Though he at first seemed like he might protest the terms, the dwarf nodded resolutely, probably aware that his ‘proposal’ could have gone in an entirely different direction.
“Aye, that’ll do,” Copperpike answered instead.
The delvemaster nodded, throwing a glance at the rest of the officers before sealing their collective fate.
“All in favour of pressing on, raise your hands,” Torval called.
Zaric’s hand went up first, followed by Calisto’s and finally, her leg jittering like a hive of urvai, Talia followed suit.
Confusion crept its way onto Copperpike’s face, followed by the realization that he’d been played at his own game. The delvemaster, to his credit, did not gloat. His voice sounded more defeated than anything as he raised his hand to break the tie.
“The ayes have it. We continue onward.”
Those against sported expressions ranging from apoplectic shock to mild consternation.
“Now, let’s discuss how we might avoid the dangers of the Ways and still survive the journey.”
----------------------------------------
As the large, stone gate concealed in the wall of first haven slid open in silence, Talia considered that maybe her idea hadn’t been as brilliant as it had first appeared. The officers had torn the rapidly thrown-together plan apart, rightfully pointing out that just because they took to natural caves and pathways, didn’t mean they would necessarily avoid conflict.

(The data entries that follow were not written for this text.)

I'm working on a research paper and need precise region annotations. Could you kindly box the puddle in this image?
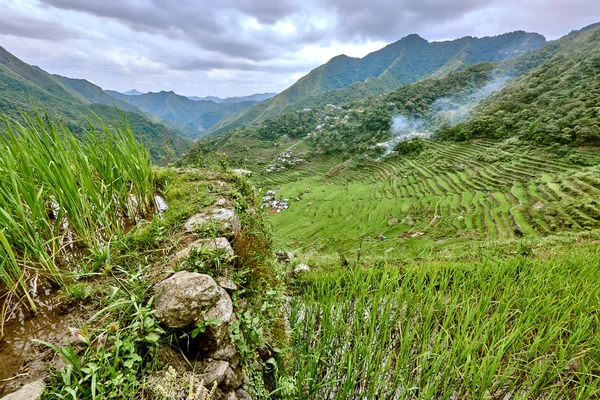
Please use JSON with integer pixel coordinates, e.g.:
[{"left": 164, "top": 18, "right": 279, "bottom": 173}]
[
  {"left": 0, "top": 195, "right": 168, "bottom": 388},
  {"left": 0, "top": 285, "right": 68, "bottom": 386}
]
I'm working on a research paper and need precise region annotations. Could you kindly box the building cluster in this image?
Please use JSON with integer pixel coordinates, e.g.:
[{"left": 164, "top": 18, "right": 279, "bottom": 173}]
[{"left": 265, "top": 149, "right": 305, "bottom": 173}]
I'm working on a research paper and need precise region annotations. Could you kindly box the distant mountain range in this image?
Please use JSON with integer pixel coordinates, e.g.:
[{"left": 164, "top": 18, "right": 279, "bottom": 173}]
[
  {"left": 105, "top": 89, "right": 272, "bottom": 138},
  {"left": 121, "top": 89, "right": 277, "bottom": 104},
  {"left": 0, "top": 47, "right": 191, "bottom": 162},
  {"left": 213, "top": 31, "right": 546, "bottom": 134},
  {"left": 188, "top": 93, "right": 277, "bottom": 103}
]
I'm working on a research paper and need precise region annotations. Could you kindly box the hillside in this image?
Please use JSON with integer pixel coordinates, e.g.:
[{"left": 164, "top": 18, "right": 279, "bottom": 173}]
[
  {"left": 209, "top": 31, "right": 546, "bottom": 134},
  {"left": 188, "top": 93, "right": 277, "bottom": 103},
  {"left": 106, "top": 90, "right": 258, "bottom": 138},
  {"left": 0, "top": 47, "right": 189, "bottom": 162}
]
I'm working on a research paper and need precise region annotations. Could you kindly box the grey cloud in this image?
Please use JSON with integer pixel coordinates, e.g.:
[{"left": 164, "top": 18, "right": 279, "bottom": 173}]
[{"left": 0, "top": 10, "right": 84, "bottom": 41}]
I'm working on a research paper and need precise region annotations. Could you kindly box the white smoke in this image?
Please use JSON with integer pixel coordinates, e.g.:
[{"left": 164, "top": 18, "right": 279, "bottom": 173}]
[{"left": 377, "top": 77, "right": 508, "bottom": 160}]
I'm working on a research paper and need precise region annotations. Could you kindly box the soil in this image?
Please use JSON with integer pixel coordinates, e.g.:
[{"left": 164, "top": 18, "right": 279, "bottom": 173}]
[{"left": 0, "top": 283, "right": 81, "bottom": 397}]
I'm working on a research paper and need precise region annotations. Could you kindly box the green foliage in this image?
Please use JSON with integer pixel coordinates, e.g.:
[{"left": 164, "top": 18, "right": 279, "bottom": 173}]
[
  {"left": 42, "top": 289, "right": 164, "bottom": 399},
  {"left": 212, "top": 31, "right": 545, "bottom": 135},
  {"left": 290, "top": 249, "right": 600, "bottom": 399},
  {"left": 0, "top": 47, "right": 189, "bottom": 162},
  {"left": 454, "top": 28, "right": 600, "bottom": 146},
  {"left": 0, "top": 108, "right": 154, "bottom": 308},
  {"left": 394, "top": 138, "right": 425, "bottom": 155}
]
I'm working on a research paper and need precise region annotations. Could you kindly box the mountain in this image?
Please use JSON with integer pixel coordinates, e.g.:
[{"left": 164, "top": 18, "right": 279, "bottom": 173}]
[
  {"left": 0, "top": 47, "right": 190, "bottom": 162},
  {"left": 123, "top": 89, "right": 144, "bottom": 96},
  {"left": 213, "top": 31, "right": 546, "bottom": 134},
  {"left": 187, "top": 22, "right": 600, "bottom": 165},
  {"left": 105, "top": 90, "right": 262, "bottom": 138},
  {"left": 188, "top": 96, "right": 225, "bottom": 103},
  {"left": 444, "top": 24, "right": 600, "bottom": 145},
  {"left": 188, "top": 93, "right": 277, "bottom": 103}
]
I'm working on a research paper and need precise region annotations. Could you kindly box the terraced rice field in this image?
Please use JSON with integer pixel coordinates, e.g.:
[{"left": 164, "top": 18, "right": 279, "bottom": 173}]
[{"left": 255, "top": 141, "right": 600, "bottom": 252}]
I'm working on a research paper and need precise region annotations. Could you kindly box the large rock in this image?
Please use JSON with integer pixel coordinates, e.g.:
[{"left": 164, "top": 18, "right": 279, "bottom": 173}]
[
  {"left": 154, "top": 271, "right": 239, "bottom": 366},
  {"left": 183, "top": 208, "right": 240, "bottom": 234},
  {"left": 294, "top": 264, "right": 310, "bottom": 276},
  {"left": 0, "top": 379, "right": 44, "bottom": 400},
  {"left": 175, "top": 238, "right": 234, "bottom": 260},
  {"left": 197, "top": 358, "right": 243, "bottom": 391},
  {"left": 154, "top": 271, "right": 221, "bottom": 329}
]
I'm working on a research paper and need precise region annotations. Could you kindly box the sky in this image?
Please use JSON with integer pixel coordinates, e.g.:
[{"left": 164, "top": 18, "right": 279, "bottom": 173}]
[{"left": 0, "top": 0, "right": 600, "bottom": 97}]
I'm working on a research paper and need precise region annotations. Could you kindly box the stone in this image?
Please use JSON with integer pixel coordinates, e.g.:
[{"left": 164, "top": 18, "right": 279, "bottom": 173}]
[
  {"left": 276, "top": 251, "right": 294, "bottom": 263},
  {"left": 183, "top": 208, "right": 240, "bottom": 233},
  {"left": 198, "top": 359, "right": 230, "bottom": 388},
  {"left": 175, "top": 238, "right": 235, "bottom": 260},
  {"left": 0, "top": 379, "right": 44, "bottom": 400},
  {"left": 217, "top": 277, "right": 238, "bottom": 292},
  {"left": 294, "top": 264, "right": 310, "bottom": 276},
  {"left": 154, "top": 271, "right": 221, "bottom": 329},
  {"left": 235, "top": 388, "right": 252, "bottom": 400},
  {"left": 215, "top": 198, "right": 229, "bottom": 207},
  {"left": 198, "top": 358, "right": 243, "bottom": 391}
]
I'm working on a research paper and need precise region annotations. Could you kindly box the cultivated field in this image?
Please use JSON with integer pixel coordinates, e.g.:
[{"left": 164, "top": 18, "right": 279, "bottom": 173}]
[{"left": 254, "top": 141, "right": 600, "bottom": 255}]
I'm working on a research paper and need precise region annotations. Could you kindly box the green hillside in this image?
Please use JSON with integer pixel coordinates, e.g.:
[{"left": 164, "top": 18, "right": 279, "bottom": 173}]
[
  {"left": 187, "top": 22, "right": 600, "bottom": 257},
  {"left": 209, "top": 31, "right": 546, "bottom": 134},
  {"left": 0, "top": 47, "right": 190, "bottom": 162},
  {"left": 106, "top": 90, "right": 259, "bottom": 138}
]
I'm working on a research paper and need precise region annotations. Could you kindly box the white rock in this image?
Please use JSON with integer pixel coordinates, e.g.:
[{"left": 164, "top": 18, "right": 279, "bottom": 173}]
[
  {"left": 0, "top": 379, "right": 46, "bottom": 400},
  {"left": 294, "top": 264, "right": 310, "bottom": 275},
  {"left": 175, "top": 238, "right": 235, "bottom": 260}
]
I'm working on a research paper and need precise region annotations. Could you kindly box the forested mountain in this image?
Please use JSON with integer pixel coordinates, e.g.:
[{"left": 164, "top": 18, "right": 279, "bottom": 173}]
[
  {"left": 106, "top": 90, "right": 258, "bottom": 137},
  {"left": 0, "top": 47, "right": 189, "bottom": 161},
  {"left": 188, "top": 22, "right": 600, "bottom": 164},
  {"left": 209, "top": 31, "right": 546, "bottom": 133}
]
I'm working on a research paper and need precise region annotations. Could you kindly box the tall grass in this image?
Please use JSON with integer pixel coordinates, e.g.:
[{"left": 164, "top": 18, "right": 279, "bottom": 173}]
[
  {"left": 290, "top": 251, "right": 600, "bottom": 399},
  {"left": 0, "top": 111, "right": 154, "bottom": 308}
]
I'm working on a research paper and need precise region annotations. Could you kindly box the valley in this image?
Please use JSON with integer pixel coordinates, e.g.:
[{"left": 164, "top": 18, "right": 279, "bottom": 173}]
[{"left": 0, "top": 10, "right": 600, "bottom": 400}]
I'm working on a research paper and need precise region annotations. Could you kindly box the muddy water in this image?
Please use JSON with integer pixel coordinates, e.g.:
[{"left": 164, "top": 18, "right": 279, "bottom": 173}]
[
  {"left": 0, "top": 287, "right": 68, "bottom": 382},
  {"left": 0, "top": 195, "right": 168, "bottom": 386}
]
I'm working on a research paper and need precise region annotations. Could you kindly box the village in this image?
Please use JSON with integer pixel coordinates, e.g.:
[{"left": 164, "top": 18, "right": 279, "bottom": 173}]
[{"left": 262, "top": 186, "right": 312, "bottom": 215}]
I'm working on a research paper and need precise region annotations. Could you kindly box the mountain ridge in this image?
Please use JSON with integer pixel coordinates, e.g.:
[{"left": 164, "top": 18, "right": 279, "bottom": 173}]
[{"left": 210, "top": 31, "right": 547, "bottom": 135}]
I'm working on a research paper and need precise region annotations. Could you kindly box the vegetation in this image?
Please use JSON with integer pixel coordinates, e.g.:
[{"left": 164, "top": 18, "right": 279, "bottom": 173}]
[
  {"left": 212, "top": 31, "right": 545, "bottom": 135},
  {"left": 0, "top": 113, "right": 154, "bottom": 309},
  {"left": 440, "top": 28, "right": 600, "bottom": 145},
  {"left": 290, "top": 246, "right": 600, "bottom": 399},
  {"left": 0, "top": 47, "right": 190, "bottom": 164},
  {"left": 106, "top": 90, "right": 259, "bottom": 138}
]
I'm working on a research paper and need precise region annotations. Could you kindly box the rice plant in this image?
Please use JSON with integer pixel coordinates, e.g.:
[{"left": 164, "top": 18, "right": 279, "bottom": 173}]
[
  {"left": 0, "top": 111, "right": 154, "bottom": 310},
  {"left": 290, "top": 249, "right": 600, "bottom": 399}
]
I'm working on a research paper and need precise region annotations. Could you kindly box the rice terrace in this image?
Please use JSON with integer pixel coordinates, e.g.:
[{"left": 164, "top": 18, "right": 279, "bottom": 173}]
[{"left": 0, "top": 0, "right": 600, "bottom": 400}]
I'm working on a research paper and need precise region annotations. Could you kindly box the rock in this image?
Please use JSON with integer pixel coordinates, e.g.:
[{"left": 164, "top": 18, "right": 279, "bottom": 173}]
[
  {"left": 175, "top": 238, "right": 235, "bottom": 260},
  {"left": 217, "top": 277, "right": 238, "bottom": 292},
  {"left": 294, "top": 264, "right": 310, "bottom": 276},
  {"left": 1, "top": 379, "right": 44, "bottom": 400},
  {"left": 198, "top": 358, "right": 243, "bottom": 391},
  {"left": 235, "top": 388, "right": 252, "bottom": 400},
  {"left": 215, "top": 198, "right": 229, "bottom": 207},
  {"left": 198, "top": 359, "right": 230, "bottom": 388},
  {"left": 183, "top": 208, "right": 240, "bottom": 233},
  {"left": 154, "top": 271, "right": 221, "bottom": 329}
]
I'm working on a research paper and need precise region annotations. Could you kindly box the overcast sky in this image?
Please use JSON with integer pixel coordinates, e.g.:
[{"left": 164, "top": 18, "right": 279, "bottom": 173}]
[{"left": 0, "top": 0, "right": 600, "bottom": 97}]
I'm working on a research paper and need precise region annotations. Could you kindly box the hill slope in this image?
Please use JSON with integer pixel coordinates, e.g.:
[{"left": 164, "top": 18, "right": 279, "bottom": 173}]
[
  {"left": 0, "top": 47, "right": 189, "bottom": 161},
  {"left": 215, "top": 31, "right": 546, "bottom": 133},
  {"left": 106, "top": 90, "right": 258, "bottom": 137}
]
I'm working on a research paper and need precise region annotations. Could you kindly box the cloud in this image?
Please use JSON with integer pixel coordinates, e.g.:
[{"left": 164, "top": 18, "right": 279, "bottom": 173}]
[{"left": 0, "top": 0, "right": 600, "bottom": 96}]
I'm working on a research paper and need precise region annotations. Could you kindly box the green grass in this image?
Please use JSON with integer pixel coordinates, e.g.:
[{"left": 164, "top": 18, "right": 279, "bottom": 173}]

Then there had been the issue of the wagons, scouting, natural hazards and a whole host of other things Talia hadn’t considered
Eventually, it had been decided that they would follow along the Ways as usual until they reached a split in the tunnel network about a week’s journey from them, that would them out onto the ominously named Chasm of the Lost, which cut its way through the Deep in a nearly straight line to Karzurkul.
Talia hadn’t gotten a chance to ask where the name came from, but the ravine posed its own dangers, particularly its narrow, treacherous paths and a colony of luminescent fungi with toxic spores.
Joy! Good job Tals, instead of getting eaten by monsters, death will come in the form of getting high and stumbling off the side of a cliff.
Talia shifted her clicker with her tongue, grateful that it impeded her ability to groan.
I should just cross my fingers and pray to the gods there’s another pile of shit waiting at the bottom for when I inevitably fall.
Calisto patted her back, face obscured by her cowl.
‘Idea was good; dangerous but good,’ the chronicler clicked to the arcanist.
Fumbling at her with her neglected clicker vocabulary, Talia replied.
‘Hope no death.’
The older woman just nodded. Talia could almost imagine the chronicler’s face, impassive lips bent in the ever so slight slant of fatalistic disapproval. For the ‘nth time, Talia wished her talent allowed her to see through obscuring enchantments.
Before Talia could gather together another thought, wagon two wheeled forward, its attendant drake winding itself up into a loping gait. The little noise that the caravan had been making fell once more under a veil of quiet, like a spell of silence had been cast on the crew. The expedition’s crew had been forlorn, to begin with, after Torval’s announcement, but now they slipped into the intense absence of sound that characterized the Deep Ways. A tangible muffling of sensation that pressed on Talia’s chest like thick mud.
Sitting back against the front seat of wagon two, the young woman closed her eyes and settled into a simple cycling technique to expand her core. If there was to be combat in her near future—and there probably would be—it would pay to be as prepared as possible. Her magic was an asset she couldn’t use properly—yet.
But little by little, she was getting there.
Besides, after a while, the repetitive nature of the exercise became calming, a meditative fugue state that pushed the worries from her mind like soap bubbles drawn into a drain.